East Africa’s industrial sector to benefit from revised import duties

By Zephania Ubwani

Arusha. The industrial sector in the East African Community (EAC) is set to benefit from a new tariff for imported goods.

This follows the adoption of a common external tariff (CET) of 35% by partner states for goods imported into the bloc. This will be the fourth band of the tariff for imported goods and the implementation of which will begin on July 1 this year.

The current maximum CET for goods imported into the Community is 25%.

The agreement to this effect was reached during an in-depth review of the CET held on Thursday in Mombasa, Kenya.

The incumbent Ministers of Finance took part with Tanzania represented by the Minister of Finance and Planning Mwigulu Nchemba.

Mrs. Betty Maina, Chairperson of the EAC Council of Ministers, said the decision will benefit the region’s industrialization drive.


“The new tariff will also protect consumer welfare on products for which the region is a net importer,” said Ms. Maina, Kenya’s Cabinet Secretary for Trade, Industrialization and Business Development.

EAC General Secretary Peter Mathuki said the new tariff would encourage local manufacturing and safeguard locally produced products.

“It is also a positive step towards realizing the benefits of the African Continental Free Trade Area (AfCFTA),” he said.

This, he noted, would boost intra-regional trade in the long run “by encouraging local manufacturing, value addition and industrialization.”

The CET is one of the key instruments of the customs union pillar which justifies regional integration through uniform treatment of goods imported from third parties.

Among the tariff lines of this fourth tranche are; dairy and meat products, cereals, cotton and textiles, iron and steel, edible oils, beverages and spirits.

Also, there are furniture, leather goods, fresh cut flowers, fruits and nuts, sugar and confectionery, coffee, tea and spices.

There are also textiles and clothing, headwear, ceramics and paintings, among others. Ministers agreed that the maximum tariff band at 35% was “the most appropriate rate”.

It also appeared that the revised CET will respond to requests for suspension of application which distort the CET which was applied in 2005.

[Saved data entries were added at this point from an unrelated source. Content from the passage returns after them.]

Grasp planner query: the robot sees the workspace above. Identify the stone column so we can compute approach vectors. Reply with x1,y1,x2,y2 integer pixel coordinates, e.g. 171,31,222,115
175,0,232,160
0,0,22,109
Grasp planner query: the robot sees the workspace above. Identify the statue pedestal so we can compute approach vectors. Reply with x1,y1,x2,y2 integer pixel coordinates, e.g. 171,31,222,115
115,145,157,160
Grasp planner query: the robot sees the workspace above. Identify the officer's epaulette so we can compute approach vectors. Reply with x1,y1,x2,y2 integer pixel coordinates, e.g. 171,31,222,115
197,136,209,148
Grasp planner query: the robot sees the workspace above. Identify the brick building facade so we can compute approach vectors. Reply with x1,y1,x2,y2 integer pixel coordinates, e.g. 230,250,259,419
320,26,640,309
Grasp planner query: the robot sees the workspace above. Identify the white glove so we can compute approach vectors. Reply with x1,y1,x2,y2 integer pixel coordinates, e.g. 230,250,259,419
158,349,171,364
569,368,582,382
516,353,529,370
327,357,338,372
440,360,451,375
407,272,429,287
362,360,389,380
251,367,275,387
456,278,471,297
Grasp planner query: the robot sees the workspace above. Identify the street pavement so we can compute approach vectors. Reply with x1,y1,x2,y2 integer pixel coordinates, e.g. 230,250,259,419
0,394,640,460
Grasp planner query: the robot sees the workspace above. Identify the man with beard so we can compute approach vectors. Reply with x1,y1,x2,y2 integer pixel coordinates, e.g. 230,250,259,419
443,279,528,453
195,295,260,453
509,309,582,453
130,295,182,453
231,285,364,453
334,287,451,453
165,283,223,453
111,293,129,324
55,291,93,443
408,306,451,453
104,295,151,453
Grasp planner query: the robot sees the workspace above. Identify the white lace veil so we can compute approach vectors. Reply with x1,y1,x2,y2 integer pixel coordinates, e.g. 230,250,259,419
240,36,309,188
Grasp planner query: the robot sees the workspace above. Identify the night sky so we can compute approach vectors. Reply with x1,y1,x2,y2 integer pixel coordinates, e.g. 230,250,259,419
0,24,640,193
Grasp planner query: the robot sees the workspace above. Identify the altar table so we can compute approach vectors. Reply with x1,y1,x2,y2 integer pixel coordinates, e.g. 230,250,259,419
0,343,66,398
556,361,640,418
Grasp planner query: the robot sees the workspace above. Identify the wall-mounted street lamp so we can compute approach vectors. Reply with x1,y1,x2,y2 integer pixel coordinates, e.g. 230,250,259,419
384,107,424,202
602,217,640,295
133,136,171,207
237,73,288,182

The EAC CET is currently structured in three tranches of 25% for finished goods, 10% for intermediate goods and 0% for raw materials and capital goods.

Tariffs that were applied when the EAC Customs Union protocol came into force in 2005 were last revised in 2020.

The East African Business Council (EABC), an umbrella body of private sector associations based here, welcomed the move.

Besides safeguarding locally produced goods, the proposed CET will attract new investment to the region.

An analysis carried out by both the EABC and the EAC indicates that Partner States will benefit from an increase in revenue generation of 5.5%.

The analysis further shows that if implemented, the new CET will boost intra-EAC trade, which currently stands at $18.9 million.